This week’s U.S.-Africa Leaders Summit was designed as a new opportunity for the United States to prove its commitment to forging stronger ties with African nations. Some 49 African heads of state received invitations for the three-day summit, which took place Dec. 13-15 in Washington, D.C.
The only nations in attendance were those that have not been sanctioned by the African Union (AU), the organizing body of the 55 countries on the continent. Six countries—Eritrea, Guinea, Sudan, Mali, Western Sahara and Burkina Faso—were not invited to take part in the summit, a U.S. State Department official acknowledged, because the U.S. does not have diplomatic relations with Eritrea or Western Sahara. The other four nations are currently suspended from the AU. AU Chairperson Moussa Faki Mahamat was also in attendance.
“The summit is really rooted in the recognition that Africa is a key geopolitical player and one that is shaping our present and will shape our future,” U.S. senior administration officials insisted in a background press call. “As Secretary [of State Antony] Blinken underscored during one of his recent trips to the continent this year, Africa will shape the future not just of the African people, but of the world. Indeed, with one of the world’s fastest-growing populations, largest free-trade areas, most diverse ecosystems and…largest voting––regional voting groups in the United Nations, African contributions, partnerships and leadership are essential to meeting this era’s defining challenges.”

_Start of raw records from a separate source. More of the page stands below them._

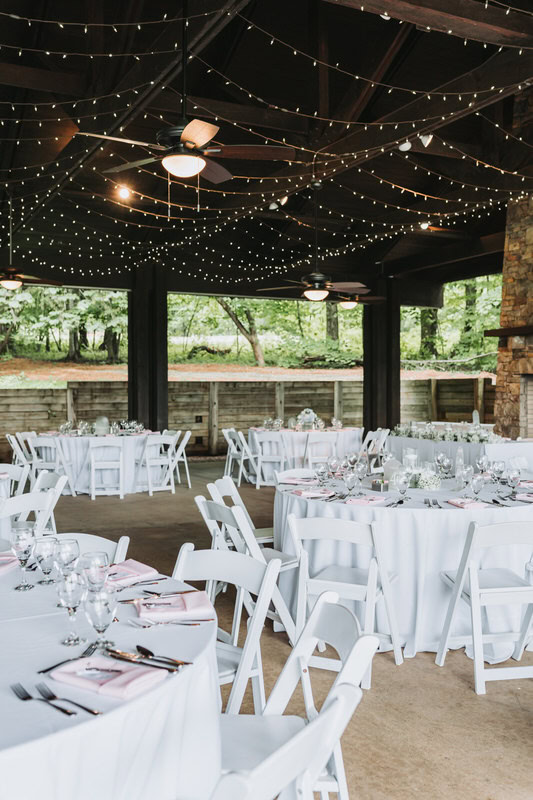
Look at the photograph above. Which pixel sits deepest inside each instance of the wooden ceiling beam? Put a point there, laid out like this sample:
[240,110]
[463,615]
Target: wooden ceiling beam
[42,80]
[467,19]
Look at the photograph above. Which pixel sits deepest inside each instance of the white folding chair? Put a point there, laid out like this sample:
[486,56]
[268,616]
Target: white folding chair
[323,442]
[300,472]
[271,451]
[157,461]
[180,456]
[40,504]
[88,542]
[236,665]
[46,481]
[480,587]
[106,456]
[367,585]
[18,475]
[292,770]
[248,740]
[47,453]
[225,487]
[229,528]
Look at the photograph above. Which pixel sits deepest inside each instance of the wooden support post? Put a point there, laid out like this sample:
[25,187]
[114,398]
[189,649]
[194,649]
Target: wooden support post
[280,400]
[337,400]
[148,348]
[71,408]
[381,360]
[434,400]
[212,422]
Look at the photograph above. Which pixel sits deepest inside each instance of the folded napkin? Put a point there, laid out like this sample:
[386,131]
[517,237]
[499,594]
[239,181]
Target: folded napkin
[8,563]
[190,605]
[129,572]
[367,500]
[125,680]
[467,502]
[525,497]
[314,493]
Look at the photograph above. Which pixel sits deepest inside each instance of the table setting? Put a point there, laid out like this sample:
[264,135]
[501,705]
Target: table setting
[109,679]
[422,532]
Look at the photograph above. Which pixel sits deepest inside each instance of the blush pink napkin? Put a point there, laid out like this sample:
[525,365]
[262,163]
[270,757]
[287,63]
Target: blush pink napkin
[132,680]
[525,497]
[368,500]
[190,605]
[8,563]
[313,493]
[466,502]
[129,572]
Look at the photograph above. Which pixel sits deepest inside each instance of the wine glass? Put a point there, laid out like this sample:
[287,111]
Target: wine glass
[44,554]
[66,553]
[22,540]
[71,590]
[95,567]
[100,607]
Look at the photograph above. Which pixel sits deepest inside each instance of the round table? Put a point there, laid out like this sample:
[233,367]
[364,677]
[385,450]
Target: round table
[418,543]
[164,743]
[348,441]
[427,449]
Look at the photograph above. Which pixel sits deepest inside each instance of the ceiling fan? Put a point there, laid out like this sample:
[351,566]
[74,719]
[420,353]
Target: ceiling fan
[183,148]
[316,285]
[10,277]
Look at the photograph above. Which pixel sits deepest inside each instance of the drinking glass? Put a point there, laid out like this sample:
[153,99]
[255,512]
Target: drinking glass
[66,554]
[22,540]
[44,554]
[95,567]
[100,610]
[71,590]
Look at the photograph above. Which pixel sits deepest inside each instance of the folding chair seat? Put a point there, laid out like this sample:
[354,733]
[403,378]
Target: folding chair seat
[237,665]
[366,585]
[481,588]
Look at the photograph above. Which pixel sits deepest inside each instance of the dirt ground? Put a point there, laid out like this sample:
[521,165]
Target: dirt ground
[47,371]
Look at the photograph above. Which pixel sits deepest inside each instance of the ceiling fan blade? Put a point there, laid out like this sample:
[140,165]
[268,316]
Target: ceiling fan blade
[120,139]
[258,152]
[132,164]
[199,132]
[215,173]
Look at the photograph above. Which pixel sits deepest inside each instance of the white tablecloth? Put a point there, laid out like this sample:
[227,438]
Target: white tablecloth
[76,450]
[427,449]
[348,441]
[418,544]
[164,744]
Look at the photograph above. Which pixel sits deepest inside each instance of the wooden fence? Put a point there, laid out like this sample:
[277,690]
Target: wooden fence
[205,407]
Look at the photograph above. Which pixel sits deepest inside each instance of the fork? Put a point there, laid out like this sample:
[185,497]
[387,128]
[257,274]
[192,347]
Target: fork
[22,694]
[48,694]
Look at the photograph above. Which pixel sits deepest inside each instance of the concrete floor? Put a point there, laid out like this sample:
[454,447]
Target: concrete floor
[420,731]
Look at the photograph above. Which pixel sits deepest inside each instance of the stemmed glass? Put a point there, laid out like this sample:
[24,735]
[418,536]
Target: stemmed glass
[95,567]
[22,540]
[100,610]
[71,590]
[44,554]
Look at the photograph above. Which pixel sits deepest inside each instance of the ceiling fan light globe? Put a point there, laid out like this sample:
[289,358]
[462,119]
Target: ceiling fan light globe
[316,294]
[10,283]
[182,165]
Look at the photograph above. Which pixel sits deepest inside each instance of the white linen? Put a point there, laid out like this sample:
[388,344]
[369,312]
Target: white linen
[427,449]
[348,441]
[418,543]
[164,743]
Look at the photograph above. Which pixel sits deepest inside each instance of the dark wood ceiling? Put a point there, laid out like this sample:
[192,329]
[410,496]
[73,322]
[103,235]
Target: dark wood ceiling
[275,72]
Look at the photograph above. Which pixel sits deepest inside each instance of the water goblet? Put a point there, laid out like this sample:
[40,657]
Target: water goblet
[71,591]
[100,607]
[44,554]
[95,567]
[22,541]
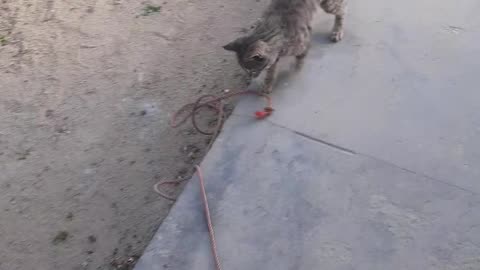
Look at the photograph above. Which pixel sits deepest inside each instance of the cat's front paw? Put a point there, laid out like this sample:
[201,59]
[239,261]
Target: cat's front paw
[336,35]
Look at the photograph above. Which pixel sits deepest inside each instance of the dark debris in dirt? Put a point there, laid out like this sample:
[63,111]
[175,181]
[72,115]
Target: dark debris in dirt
[61,237]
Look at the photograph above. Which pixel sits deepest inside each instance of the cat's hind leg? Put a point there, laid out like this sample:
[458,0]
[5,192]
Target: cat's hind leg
[337,8]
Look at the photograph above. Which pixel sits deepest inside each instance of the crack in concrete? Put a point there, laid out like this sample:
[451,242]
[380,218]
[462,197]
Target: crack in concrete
[349,151]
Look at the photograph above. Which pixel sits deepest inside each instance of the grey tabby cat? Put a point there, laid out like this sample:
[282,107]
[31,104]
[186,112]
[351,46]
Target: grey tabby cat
[284,30]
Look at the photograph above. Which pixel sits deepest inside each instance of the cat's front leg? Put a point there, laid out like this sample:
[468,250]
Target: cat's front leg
[270,78]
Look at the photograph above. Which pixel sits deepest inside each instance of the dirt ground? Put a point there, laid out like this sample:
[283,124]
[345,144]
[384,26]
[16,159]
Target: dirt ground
[86,91]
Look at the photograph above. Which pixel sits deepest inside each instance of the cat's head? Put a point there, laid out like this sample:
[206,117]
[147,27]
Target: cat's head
[253,57]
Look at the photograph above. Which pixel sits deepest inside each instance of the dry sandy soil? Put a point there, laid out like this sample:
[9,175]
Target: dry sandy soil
[86,91]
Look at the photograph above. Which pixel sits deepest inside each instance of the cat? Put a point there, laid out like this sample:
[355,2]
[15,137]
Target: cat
[284,30]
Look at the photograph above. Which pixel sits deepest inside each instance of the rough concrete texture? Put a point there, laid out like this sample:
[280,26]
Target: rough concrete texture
[86,90]
[370,161]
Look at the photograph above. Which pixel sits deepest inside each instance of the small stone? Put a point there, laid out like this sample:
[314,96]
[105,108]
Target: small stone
[92,239]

The summit began with a Young Leaders/Diaspora Forum at the Smithsonian National Museum of African American History and Culture. That event was aimed at recognizing the shared cultural and historical bonds the African diaspora community has within the United States.

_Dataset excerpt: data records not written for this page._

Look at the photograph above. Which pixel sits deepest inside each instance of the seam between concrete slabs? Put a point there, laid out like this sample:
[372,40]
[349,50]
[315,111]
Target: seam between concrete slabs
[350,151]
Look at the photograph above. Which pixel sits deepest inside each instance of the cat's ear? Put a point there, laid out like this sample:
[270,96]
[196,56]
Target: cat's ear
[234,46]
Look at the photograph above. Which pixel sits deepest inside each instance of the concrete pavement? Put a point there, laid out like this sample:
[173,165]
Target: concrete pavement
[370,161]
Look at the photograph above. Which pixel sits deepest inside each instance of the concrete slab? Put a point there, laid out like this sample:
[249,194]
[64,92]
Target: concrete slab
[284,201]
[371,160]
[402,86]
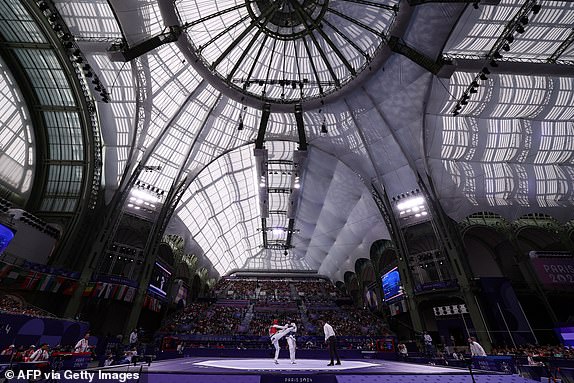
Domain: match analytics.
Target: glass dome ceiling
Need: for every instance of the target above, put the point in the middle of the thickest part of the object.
(286, 51)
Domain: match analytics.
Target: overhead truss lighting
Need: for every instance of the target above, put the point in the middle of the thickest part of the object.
(516, 25)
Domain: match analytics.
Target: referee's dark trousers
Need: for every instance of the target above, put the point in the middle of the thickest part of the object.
(332, 341)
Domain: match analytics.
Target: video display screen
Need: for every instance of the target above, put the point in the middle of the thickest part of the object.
(371, 299)
(181, 294)
(391, 281)
(6, 235)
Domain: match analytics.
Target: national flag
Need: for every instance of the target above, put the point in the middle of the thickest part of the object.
(57, 284)
(30, 281)
(88, 290)
(119, 292)
(5, 269)
(69, 286)
(130, 294)
(45, 283)
(109, 289)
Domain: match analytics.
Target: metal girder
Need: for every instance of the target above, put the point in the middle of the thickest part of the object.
(263, 126)
(394, 8)
(565, 44)
(356, 22)
(245, 51)
(314, 39)
(213, 15)
(466, 64)
(222, 33)
(399, 46)
(319, 29)
(348, 40)
(121, 53)
(300, 127)
(266, 15)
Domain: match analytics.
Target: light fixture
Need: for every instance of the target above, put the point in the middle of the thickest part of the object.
(536, 8)
(524, 20)
(519, 29)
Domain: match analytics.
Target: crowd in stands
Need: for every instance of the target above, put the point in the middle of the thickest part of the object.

House Foreign Affairs Committee Chairperson Gregory Meeks (D-NY) told those at the museum that he has always advocated for “a U.S. foreign policy that aims to strengthen our relationship with our African partners by drawing upon the immense talent and diverse experiences of the African diaspora.” Meeks said that serving as the first African American to chair the House Foreign Affairs Committee has meant “moving Africa from the back burner to the front burner. … So that it is not just being heard by subcommittees but by the full committee and so that everybody knows the importance and significance of making sure that we are engaging with the youngest and fastest-growing continent on the planet called Earth.”

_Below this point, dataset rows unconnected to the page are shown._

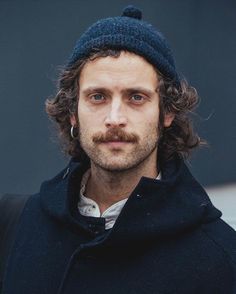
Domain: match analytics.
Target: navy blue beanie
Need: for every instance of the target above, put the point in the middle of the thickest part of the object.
(128, 32)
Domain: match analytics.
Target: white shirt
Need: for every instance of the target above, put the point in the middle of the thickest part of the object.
(89, 207)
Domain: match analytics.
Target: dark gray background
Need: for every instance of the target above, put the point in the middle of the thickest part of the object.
(37, 36)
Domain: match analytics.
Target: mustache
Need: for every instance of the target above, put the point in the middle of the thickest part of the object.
(115, 134)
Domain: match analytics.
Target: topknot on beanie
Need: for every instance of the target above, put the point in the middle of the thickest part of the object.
(127, 32)
(131, 11)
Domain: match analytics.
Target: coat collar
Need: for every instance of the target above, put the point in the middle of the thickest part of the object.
(155, 208)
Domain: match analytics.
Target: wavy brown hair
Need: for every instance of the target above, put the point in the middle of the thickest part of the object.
(179, 138)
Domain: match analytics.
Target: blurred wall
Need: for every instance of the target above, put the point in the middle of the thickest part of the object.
(37, 36)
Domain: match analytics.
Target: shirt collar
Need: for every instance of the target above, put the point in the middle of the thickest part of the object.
(89, 207)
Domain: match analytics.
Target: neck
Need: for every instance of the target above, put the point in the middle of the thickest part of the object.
(108, 187)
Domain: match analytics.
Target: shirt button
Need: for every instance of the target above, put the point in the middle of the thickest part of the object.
(66, 173)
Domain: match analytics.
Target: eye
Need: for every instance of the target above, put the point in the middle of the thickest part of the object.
(137, 98)
(96, 98)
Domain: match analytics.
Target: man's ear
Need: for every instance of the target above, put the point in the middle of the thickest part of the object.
(169, 117)
(73, 120)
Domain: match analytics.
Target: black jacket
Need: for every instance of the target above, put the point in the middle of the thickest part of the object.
(169, 238)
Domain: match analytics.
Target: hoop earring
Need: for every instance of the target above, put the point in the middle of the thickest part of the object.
(72, 132)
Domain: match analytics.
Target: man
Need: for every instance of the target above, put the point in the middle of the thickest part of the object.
(126, 215)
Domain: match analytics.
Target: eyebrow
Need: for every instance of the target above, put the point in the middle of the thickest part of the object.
(124, 91)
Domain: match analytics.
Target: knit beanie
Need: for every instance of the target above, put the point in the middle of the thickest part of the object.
(128, 32)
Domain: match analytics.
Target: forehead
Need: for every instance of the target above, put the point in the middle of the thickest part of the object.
(128, 69)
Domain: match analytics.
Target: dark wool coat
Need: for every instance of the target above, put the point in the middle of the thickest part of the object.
(168, 239)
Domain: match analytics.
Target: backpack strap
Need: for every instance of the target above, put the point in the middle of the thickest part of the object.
(11, 207)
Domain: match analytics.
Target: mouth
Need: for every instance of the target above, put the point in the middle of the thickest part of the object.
(116, 144)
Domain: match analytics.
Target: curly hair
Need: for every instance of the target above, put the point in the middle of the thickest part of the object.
(180, 138)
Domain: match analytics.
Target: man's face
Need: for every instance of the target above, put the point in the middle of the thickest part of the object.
(118, 111)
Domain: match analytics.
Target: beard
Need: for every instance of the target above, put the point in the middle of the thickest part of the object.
(119, 158)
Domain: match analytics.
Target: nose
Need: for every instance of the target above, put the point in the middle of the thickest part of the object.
(116, 116)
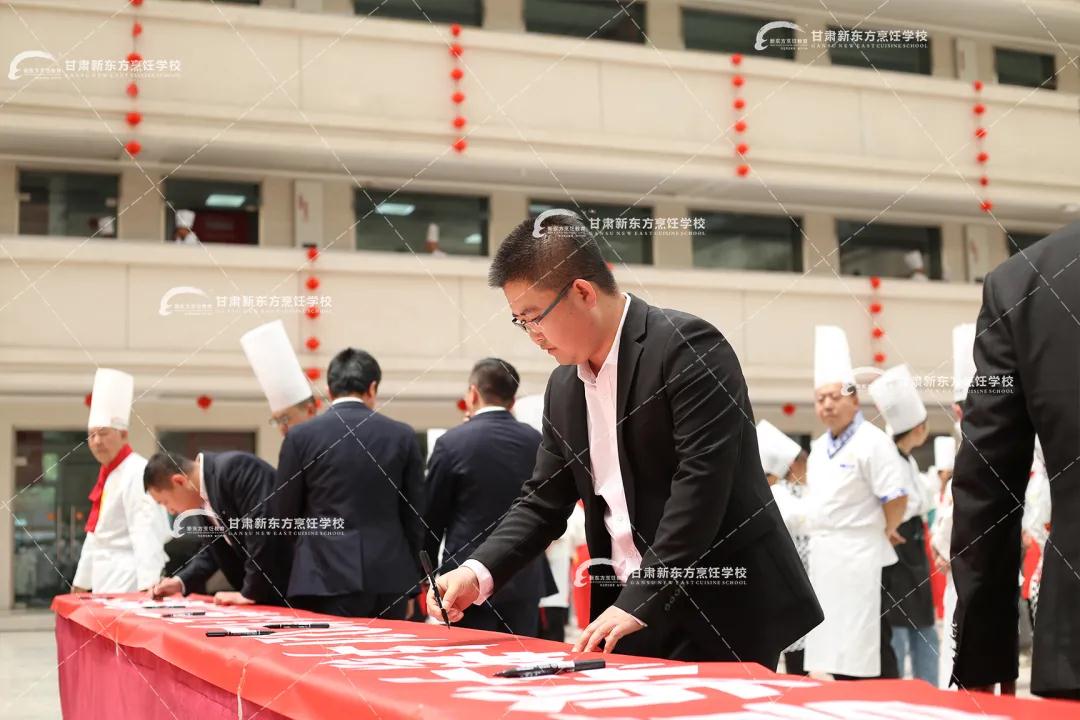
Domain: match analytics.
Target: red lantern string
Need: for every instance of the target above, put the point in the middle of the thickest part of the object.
(982, 157)
(875, 308)
(738, 81)
(134, 60)
(312, 312)
(458, 97)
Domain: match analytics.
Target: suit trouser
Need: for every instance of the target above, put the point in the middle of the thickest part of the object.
(517, 617)
(383, 606)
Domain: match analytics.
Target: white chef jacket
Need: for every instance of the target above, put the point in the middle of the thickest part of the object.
(125, 553)
(848, 546)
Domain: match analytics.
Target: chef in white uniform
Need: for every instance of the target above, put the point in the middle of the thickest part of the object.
(125, 532)
(940, 537)
(910, 602)
(784, 463)
(278, 370)
(855, 500)
(185, 232)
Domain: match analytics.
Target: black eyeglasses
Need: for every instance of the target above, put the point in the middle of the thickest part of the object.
(532, 325)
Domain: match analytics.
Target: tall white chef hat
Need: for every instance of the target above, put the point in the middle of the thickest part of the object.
(832, 357)
(778, 451)
(898, 399)
(275, 366)
(529, 410)
(914, 260)
(110, 404)
(185, 219)
(944, 451)
(963, 360)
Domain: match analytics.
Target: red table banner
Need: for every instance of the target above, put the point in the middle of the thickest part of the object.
(166, 667)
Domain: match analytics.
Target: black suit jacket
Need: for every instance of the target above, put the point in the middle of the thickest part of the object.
(361, 466)
(475, 473)
(238, 486)
(694, 489)
(1027, 331)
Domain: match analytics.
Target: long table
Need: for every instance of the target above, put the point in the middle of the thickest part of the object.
(119, 657)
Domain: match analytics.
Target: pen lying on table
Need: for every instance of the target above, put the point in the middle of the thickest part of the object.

Rep. Ilhan Omar (D-MN), the first naturalized U.S. citizen born in Africa to serve in the U.S. Congress, spoke up about the resiliency of Africans and Africa’s diaspora. “There is a danger to a single narrative that oftentimes strips us of the resiliency of our brilliance—of our strength,” she said. “The narratives that are existing in the continent and outside of the continent lead folks to forget that when given the opportunity, we excel.” When barriers are removed, Omar insisted, Africans can innovate and create. African nations may have governments that are still dealing with the residues of colonialism and wars, but African people are pushing past those remnants and creating beyond that, she said. “When we start to believe in ourselves, I think we are limitless and there are great opportunities for us to create the kind of investment that the African continent needs—if we push for the right partnerships that do not exploit the continent and its people but enrich the continent and its people.”
And that’s what groups like the Black Alliance for Peace (BAP) say they fear with efforts like the U.S. Leaders Summit. The U.S. role in Africa has been to disrupt African governments, said Margaret Kimberley, BAP’s Africa Team co-coordinator. “The same country that led the destruction of Libya in 2011 precisely because Muammar Gaddafi was trying to unify African nations—trying to come up with a currency that would help nations like his that were rich in natural resources—this same country can’t turn around 10 years later and claim to be a friend of Africa.” BAP held a week of protest actions to counter the summit. The group said it wants to highlight issues that should be on the agenda at the summit, like the dismantling of the U.S. Africa Command (AFRICOM), which controls the military of most African countries and gives the U.S. some sway over those nations.
If it really wants to forge closer ties with the African continent, the U.S. itself will have to change and no longer be committed to the kind of full-scale dominance that says the U.S. has the right to control the rest of the world, BAP’s Kimberley said: “Despite any words, actions show that the U.S. is still dedicated to getting what it wants and the impact on other countries [is] of no consideration.”
The Biden administration has termed this second-ever U.S.-Africa Leaders Summit as an event rooted in the recognition that Africa is a key geopolitical player. It fended off suggestions that the U.S. is trying to counter inroads made on the continent by Russia, which is now the largest weapons supplier to Africa, and China, whose Belt and Road Initiative has made billion-dollar investments in infrastructure on the continent.
The previous, and initial, U.S.-Africa Leaders Summit was held in 2014 under President Barack Obama, after his summer 2013 trip to Africa. President Biden is said to be planning to travel to Africa in 2023 and Vice President Kamala Harris may go as well.